The eagerly-anticipated match is set to go ahead once again this summer, with the MCC descending on Rydal Penrhos’ exceptional New Field facility on Wednesday 22 June for what should be another fantastic occasion for those involved.
Rydal Penrhos has invested a significant amount in re-invigorating the wicket and playing surface over the winter, with the school’s staff working with contractors to make some notable improvements.
Fixtures are once again in full swing across various age brackets across the school, with experience of playing competitively proven to enhance the development of aspiring cricketers, who’ve been working hard during coaching sessions at the school’s specialist outdoor nets area in the lead-up to the fixture.
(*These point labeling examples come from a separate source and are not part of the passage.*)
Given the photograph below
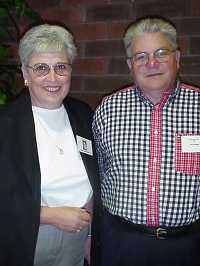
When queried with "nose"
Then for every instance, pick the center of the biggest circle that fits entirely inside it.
(52, 74)
(152, 62)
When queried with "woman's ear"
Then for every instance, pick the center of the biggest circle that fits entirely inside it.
(25, 75)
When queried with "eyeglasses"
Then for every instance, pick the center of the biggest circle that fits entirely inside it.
(42, 69)
(161, 55)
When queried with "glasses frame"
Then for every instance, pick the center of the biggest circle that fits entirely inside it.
(49, 68)
(157, 58)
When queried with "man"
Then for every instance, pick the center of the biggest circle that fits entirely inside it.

Marylebone Cricket Club was founded in 1787, taking as its home a cricket ground set up by the ambitious entrepreneur Thomas Lord staged his first match – between Middlesex and Essex – playing at a ground on Dorset Fields in Marylebone.
The following year, MCC laid down a Code of Laws, requiring the wickets to be pitched 22 yards apart and detailing how players could be given out. Its Laws were adopted throughout the game – and the club remains the custodian and arbiter of Laws relating to cricket around the world.
In 1814 MCC moved up the road to a new rural ground in St John’s Wood – which remains their home to this day.
A decade later, when Lord was 70 years old, he sold the ground to a Bank of England director, William Ward, for £5,400. Having provided the MCC with a ground for 38 years, Lord retired before passing away seven years later.
In the 1870s, MCC decided it wanted to get involved in county cricket, which was growing in popularity.
In 1877, it invited Middlesex to adopt Lord’s as its county ground – an arrangement which continues over 140 years later.
We look forward to welcoming the MCC for the fixture. Refreshments will be available and the school community is welcome to attend throughout the day.